Real-World Use Case 1: Timing Functions

import time
import functools

def timer(func):
    @functools.wraps(func)
    def wrapper(*args, **kwargs):
        start = time.perf_counter()
        result = func(*args, **kwargs)
        elapsed = time.perf_counter() - start
        print(f"{func.__name__} ran in {elapsed:.4f}s")
        return result
    return wrapper

@timer
def slow_operation():
    time.sleep(0.5)
    return "done"

Real-World Use Case 2: Retry Logic

import functools, time

def retry(times=3, delay=1.0):
    def decorator(func):
        @functools.wraps(func)
        def wrapper(*args, **kwargs):
            for attempt in range(1, times + 1):
                try:
                    return func(*args, **kwargs)
                except Exception as e:
                    if attempt == times:
                        raise
                    print(f"Attempt {attempt} failed: {e}. Retrying...")
                    time.sleep(delay)
        return wrapper
    return decorator

@retry(times=3, delay=0.5)
def fetch_data(url):
    # ... network call that might fail
    pass

Notice how this decorator takes arguments — it's a "decorator factory" that returns the actual decorator.

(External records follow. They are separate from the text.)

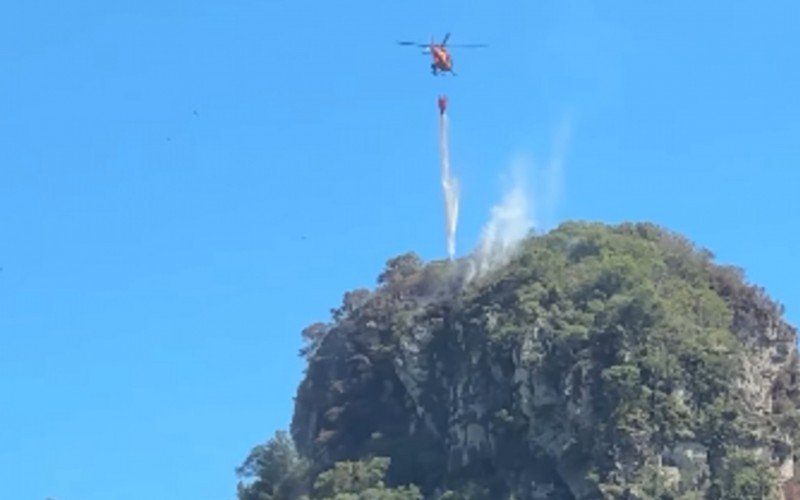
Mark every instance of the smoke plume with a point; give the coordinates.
(513, 218)
(449, 187)
(510, 222)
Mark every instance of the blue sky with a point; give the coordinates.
(187, 184)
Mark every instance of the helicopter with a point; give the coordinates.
(442, 61)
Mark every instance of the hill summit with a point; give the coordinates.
(597, 362)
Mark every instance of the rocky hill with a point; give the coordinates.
(599, 362)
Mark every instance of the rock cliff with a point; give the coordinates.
(599, 362)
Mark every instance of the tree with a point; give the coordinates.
(276, 468)
(350, 302)
(362, 480)
(400, 267)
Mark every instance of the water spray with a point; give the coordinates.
(449, 183)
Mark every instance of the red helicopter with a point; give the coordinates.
(442, 62)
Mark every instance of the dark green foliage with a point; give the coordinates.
(745, 476)
(573, 370)
(363, 480)
(277, 471)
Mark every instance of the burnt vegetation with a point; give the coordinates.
(601, 362)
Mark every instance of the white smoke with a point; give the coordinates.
(512, 220)
(450, 188)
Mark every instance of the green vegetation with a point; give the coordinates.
(601, 362)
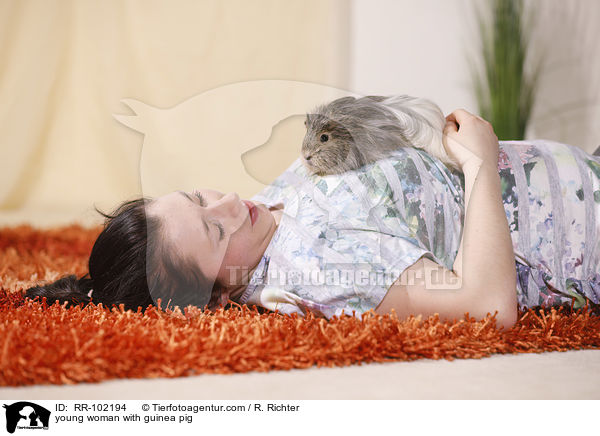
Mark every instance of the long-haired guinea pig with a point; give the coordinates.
(349, 133)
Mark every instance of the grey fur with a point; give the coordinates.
(362, 131)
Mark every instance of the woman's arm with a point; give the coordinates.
(483, 278)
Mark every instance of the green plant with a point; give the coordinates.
(505, 95)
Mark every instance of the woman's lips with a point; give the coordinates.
(252, 210)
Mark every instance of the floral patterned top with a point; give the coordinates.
(344, 239)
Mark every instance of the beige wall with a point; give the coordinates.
(420, 48)
(66, 64)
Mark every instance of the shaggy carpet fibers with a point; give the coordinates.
(44, 343)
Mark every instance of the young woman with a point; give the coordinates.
(518, 227)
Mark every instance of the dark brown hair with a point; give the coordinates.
(133, 264)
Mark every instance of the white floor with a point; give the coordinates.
(556, 375)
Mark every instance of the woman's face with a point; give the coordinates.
(218, 231)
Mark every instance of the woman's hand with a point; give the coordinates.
(470, 140)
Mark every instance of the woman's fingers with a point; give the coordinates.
(459, 116)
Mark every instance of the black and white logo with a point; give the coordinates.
(26, 415)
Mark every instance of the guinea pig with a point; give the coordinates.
(349, 133)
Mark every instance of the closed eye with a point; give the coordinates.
(203, 203)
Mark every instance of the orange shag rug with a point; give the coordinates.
(49, 344)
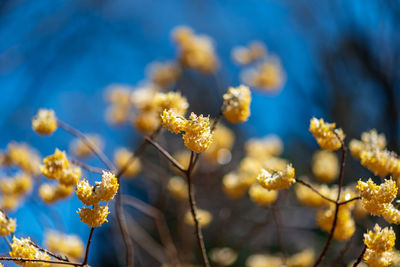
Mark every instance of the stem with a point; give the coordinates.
(359, 259)
(85, 261)
(87, 142)
(315, 190)
(193, 209)
(337, 203)
(166, 154)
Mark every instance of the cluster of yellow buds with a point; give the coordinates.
(147, 120)
(204, 217)
(268, 75)
(82, 150)
(236, 106)
(163, 74)
(244, 55)
(376, 198)
(197, 134)
(45, 122)
(7, 225)
(57, 167)
(93, 195)
(260, 153)
(13, 189)
(23, 156)
(195, 51)
(325, 166)
(223, 256)
(23, 248)
(118, 96)
(123, 156)
(178, 188)
(64, 244)
(326, 135)
(303, 258)
(278, 179)
(380, 243)
(220, 150)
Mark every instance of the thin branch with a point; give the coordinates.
(337, 206)
(359, 259)
(85, 261)
(315, 190)
(39, 260)
(87, 142)
(349, 200)
(86, 167)
(193, 209)
(165, 153)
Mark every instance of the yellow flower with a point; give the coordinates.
(325, 166)
(68, 245)
(375, 199)
(380, 240)
(178, 188)
(277, 180)
(82, 150)
(204, 217)
(172, 122)
(236, 107)
(103, 191)
(324, 134)
(262, 196)
(7, 225)
(197, 136)
(51, 193)
(223, 256)
(122, 156)
(23, 248)
(95, 216)
(45, 122)
(54, 164)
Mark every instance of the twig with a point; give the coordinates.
(86, 167)
(359, 259)
(85, 261)
(315, 190)
(337, 205)
(193, 209)
(87, 142)
(161, 224)
(165, 153)
(39, 260)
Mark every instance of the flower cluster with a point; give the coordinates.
(197, 134)
(326, 135)
(92, 195)
(380, 243)
(57, 167)
(277, 180)
(23, 248)
(195, 51)
(45, 122)
(236, 107)
(244, 55)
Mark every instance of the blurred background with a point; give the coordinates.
(341, 61)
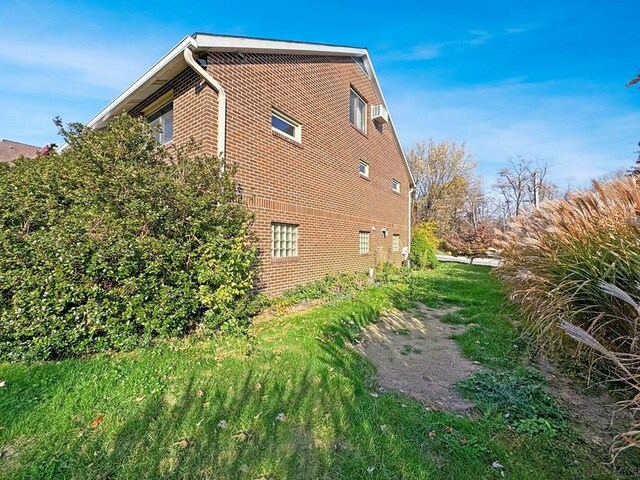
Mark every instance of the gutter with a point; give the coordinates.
(409, 225)
(222, 99)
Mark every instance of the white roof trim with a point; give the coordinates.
(105, 113)
(221, 43)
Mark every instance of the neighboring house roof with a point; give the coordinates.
(173, 63)
(9, 150)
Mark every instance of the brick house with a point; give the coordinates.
(319, 161)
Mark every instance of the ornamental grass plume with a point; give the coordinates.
(570, 266)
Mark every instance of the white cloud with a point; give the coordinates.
(583, 137)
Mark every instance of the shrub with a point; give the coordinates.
(116, 241)
(470, 241)
(554, 263)
(423, 247)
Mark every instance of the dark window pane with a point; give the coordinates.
(283, 126)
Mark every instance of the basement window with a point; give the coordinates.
(161, 122)
(284, 240)
(364, 243)
(286, 126)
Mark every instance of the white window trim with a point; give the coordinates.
(364, 113)
(159, 105)
(275, 252)
(361, 243)
(297, 126)
(366, 168)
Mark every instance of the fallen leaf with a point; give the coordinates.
(242, 436)
(97, 421)
(184, 443)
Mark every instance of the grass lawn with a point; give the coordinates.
(291, 400)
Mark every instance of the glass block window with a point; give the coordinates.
(357, 111)
(161, 122)
(364, 168)
(395, 243)
(364, 242)
(284, 240)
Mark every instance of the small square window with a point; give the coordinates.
(286, 126)
(161, 122)
(364, 243)
(395, 244)
(357, 111)
(284, 240)
(364, 168)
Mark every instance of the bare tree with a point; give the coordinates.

Real-World Use Case 3: Caching with functools.lru_cache

Python's standard library includes a powerful caching decorator out of the box:

from functools import lru_cache

@lru_cache(maxsize=128)
def fibonacci(n):
    if n < 2:
        return n
    return fibonacci(n - 1) + fibonacci(n - 2)

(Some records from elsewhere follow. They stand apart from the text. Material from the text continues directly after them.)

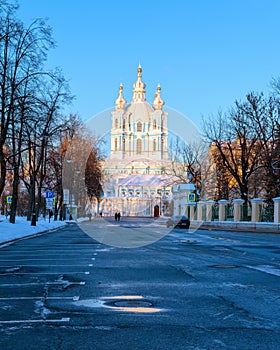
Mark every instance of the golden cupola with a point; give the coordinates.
(139, 93)
(158, 102)
(120, 101)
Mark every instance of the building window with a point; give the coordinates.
(138, 146)
(154, 144)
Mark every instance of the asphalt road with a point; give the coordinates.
(190, 290)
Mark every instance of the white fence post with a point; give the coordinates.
(276, 210)
(222, 209)
(237, 203)
(200, 206)
(256, 203)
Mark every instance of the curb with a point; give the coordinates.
(6, 243)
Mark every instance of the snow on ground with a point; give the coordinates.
(23, 228)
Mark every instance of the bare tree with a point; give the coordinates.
(192, 163)
(243, 140)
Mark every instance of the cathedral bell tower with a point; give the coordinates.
(139, 130)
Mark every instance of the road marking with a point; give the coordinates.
(44, 273)
(82, 283)
(38, 259)
(6, 266)
(74, 298)
(64, 319)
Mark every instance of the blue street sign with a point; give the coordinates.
(191, 197)
(49, 194)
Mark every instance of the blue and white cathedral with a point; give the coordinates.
(135, 182)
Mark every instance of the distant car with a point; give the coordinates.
(178, 221)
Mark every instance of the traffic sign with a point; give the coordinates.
(49, 194)
(49, 203)
(191, 197)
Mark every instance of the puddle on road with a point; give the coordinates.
(124, 303)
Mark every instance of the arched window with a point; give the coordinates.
(138, 146)
(154, 145)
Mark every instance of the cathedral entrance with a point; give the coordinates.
(156, 211)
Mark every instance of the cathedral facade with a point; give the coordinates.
(135, 181)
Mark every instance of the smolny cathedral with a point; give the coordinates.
(135, 182)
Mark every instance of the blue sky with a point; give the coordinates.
(205, 54)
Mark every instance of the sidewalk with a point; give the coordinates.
(22, 228)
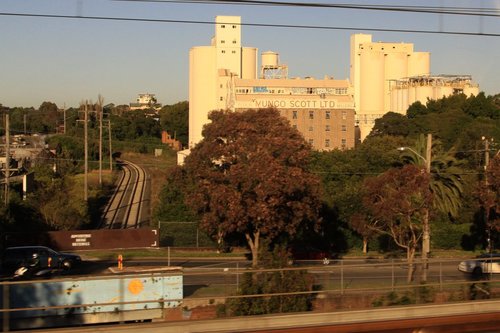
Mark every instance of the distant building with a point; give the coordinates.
(406, 91)
(392, 76)
(171, 142)
(384, 77)
(145, 101)
(224, 76)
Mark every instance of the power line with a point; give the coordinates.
(268, 25)
(475, 11)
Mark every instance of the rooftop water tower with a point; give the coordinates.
(270, 68)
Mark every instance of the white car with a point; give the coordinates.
(485, 263)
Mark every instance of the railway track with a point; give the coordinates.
(125, 208)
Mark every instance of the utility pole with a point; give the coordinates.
(100, 101)
(110, 150)
(86, 177)
(426, 234)
(64, 119)
(486, 163)
(7, 158)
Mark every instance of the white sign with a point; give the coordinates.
(288, 104)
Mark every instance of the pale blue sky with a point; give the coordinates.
(69, 60)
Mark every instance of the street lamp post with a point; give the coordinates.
(426, 234)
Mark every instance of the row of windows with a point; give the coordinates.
(327, 128)
(311, 114)
(323, 92)
(328, 143)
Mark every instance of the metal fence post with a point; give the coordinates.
(392, 275)
(342, 277)
(6, 306)
(237, 277)
(440, 276)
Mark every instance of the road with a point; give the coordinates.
(347, 274)
(127, 207)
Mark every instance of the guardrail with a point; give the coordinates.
(340, 279)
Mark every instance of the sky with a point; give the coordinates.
(69, 60)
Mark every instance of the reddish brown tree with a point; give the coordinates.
(397, 201)
(250, 177)
(360, 223)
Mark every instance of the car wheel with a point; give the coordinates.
(66, 265)
(477, 272)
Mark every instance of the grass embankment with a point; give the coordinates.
(157, 167)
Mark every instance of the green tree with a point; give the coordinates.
(445, 175)
(250, 177)
(396, 202)
(489, 196)
(275, 281)
(175, 120)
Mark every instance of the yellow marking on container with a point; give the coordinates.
(135, 286)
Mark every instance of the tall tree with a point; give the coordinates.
(444, 184)
(175, 120)
(396, 201)
(489, 195)
(250, 177)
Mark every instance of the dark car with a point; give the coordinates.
(15, 257)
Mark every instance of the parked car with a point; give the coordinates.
(15, 257)
(485, 263)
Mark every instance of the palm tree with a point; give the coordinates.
(445, 183)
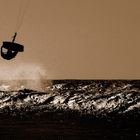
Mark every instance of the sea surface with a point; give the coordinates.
(70, 109)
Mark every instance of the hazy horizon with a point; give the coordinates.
(74, 39)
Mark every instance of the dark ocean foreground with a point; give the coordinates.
(71, 109)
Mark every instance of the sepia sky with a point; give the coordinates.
(75, 39)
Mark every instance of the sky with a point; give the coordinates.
(74, 39)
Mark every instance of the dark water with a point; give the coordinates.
(72, 110)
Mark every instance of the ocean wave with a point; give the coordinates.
(98, 98)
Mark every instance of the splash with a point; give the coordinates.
(29, 76)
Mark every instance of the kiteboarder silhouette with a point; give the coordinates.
(9, 50)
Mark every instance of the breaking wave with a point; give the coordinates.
(98, 98)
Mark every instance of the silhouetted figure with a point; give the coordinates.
(9, 50)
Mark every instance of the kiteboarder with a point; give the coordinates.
(9, 50)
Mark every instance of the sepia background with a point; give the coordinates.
(73, 39)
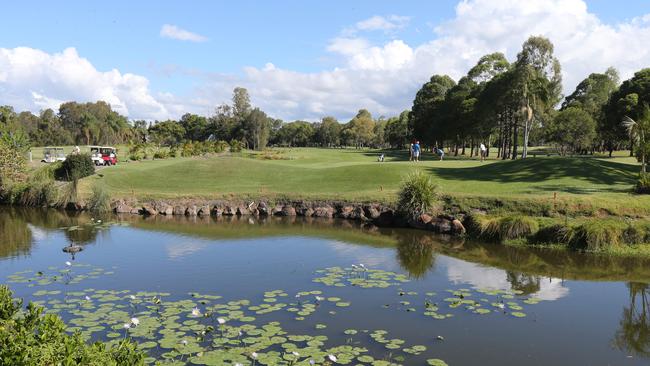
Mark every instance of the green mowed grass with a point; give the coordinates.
(356, 175)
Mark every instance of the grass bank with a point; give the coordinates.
(589, 197)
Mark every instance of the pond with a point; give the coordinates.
(213, 291)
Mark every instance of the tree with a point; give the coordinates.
(539, 83)
(195, 126)
(328, 132)
(572, 129)
(298, 133)
(639, 130)
(422, 119)
(628, 100)
(241, 103)
(256, 129)
(397, 130)
(359, 132)
(167, 133)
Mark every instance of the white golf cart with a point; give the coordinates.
(96, 155)
(53, 154)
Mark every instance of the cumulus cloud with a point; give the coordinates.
(32, 79)
(174, 32)
(382, 77)
(389, 23)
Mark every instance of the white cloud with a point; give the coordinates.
(33, 79)
(384, 78)
(482, 277)
(174, 32)
(389, 23)
(380, 77)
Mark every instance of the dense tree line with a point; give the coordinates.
(97, 124)
(508, 106)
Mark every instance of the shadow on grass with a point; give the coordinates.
(539, 170)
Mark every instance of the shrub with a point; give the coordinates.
(417, 195)
(75, 167)
(643, 184)
(552, 234)
(99, 199)
(596, 235)
(161, 154)
(516, 227)
(187, 149)
(235, 146)
(12, 163)
(29, 338)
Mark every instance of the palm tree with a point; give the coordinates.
(637, 129)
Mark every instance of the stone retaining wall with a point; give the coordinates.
(377, 214)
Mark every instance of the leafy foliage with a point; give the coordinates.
(29, 338)
(75, 166)
(417, 195)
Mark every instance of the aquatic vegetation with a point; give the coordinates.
(365, 278)
(206, 329)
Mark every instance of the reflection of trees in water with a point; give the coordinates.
(16, 235)
(416, 254)
(633, 335)
(526, 283)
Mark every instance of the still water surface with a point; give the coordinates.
(420, 297)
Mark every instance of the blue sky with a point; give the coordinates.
(302, 39)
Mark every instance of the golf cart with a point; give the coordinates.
(95, 155)
(53, 154)
(109, 155)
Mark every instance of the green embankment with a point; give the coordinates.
(564, 184)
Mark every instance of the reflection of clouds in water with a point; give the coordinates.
(179, 250)
(358, 254)
(483, 277)
(37, 233)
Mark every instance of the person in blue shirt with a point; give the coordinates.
(440, 152)
(416, 151)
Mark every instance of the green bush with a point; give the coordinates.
(596, 235)
(417, 195)
(161, 154)
(187, 149)
(75, 167)
(552, 234)
(28, 338)
(517, 227)
(643, 184)
(235, 146)
(99, 199)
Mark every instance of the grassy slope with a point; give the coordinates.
(356, 175)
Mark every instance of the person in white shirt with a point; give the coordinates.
(483, 151)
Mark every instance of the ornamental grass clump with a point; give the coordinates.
(597, 235)
(517, 227)
(99, 199)
(417, 195)
(75, 167)
(27, 337)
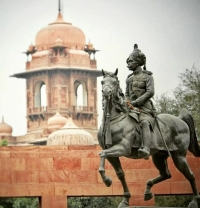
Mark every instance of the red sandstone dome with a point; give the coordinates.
(56, 121)
(5, 129)
(71, 36)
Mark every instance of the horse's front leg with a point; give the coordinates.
(107, 180)
(115, 162)
(112, 154)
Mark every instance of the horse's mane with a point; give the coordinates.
(121, 105)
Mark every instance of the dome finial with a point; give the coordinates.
(59, 9)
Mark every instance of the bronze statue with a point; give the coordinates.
(120, 135)
(139, 91)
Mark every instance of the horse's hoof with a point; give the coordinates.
(108, 181)
(148, 196)
(124, 204)
(193, 204)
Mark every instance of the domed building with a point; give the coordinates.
(60, 71)
(5, 129)
(70, 134)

print(fibonacci(50))  # Instant, even for large n

Class-Based Decorators

You can also implement decorators as classes by defining __call__:

class CountCalls:
    def __init__(self, func):
        functools.update_wrapper(self, func)
        self.func = func
        self.count = 0

    def __call__(self, *args, **kwargs):
        self.count += 1
        print(f"Call #{self.count} to {self.func.__name__}")
        return self.func(*args, **kwargs)

When to Use Decorators

  • Cross-cutting concerns: logging, timing, authentication, caching
  • Input/output transformation: type checking, serialization
  • Framework integration: registering routes, signal handlers

Decorators are one of Python's most expressive features. Once you understand the pattern, you'll start recognizing opportunities to use them everywhere — and your code will be cleaner for it.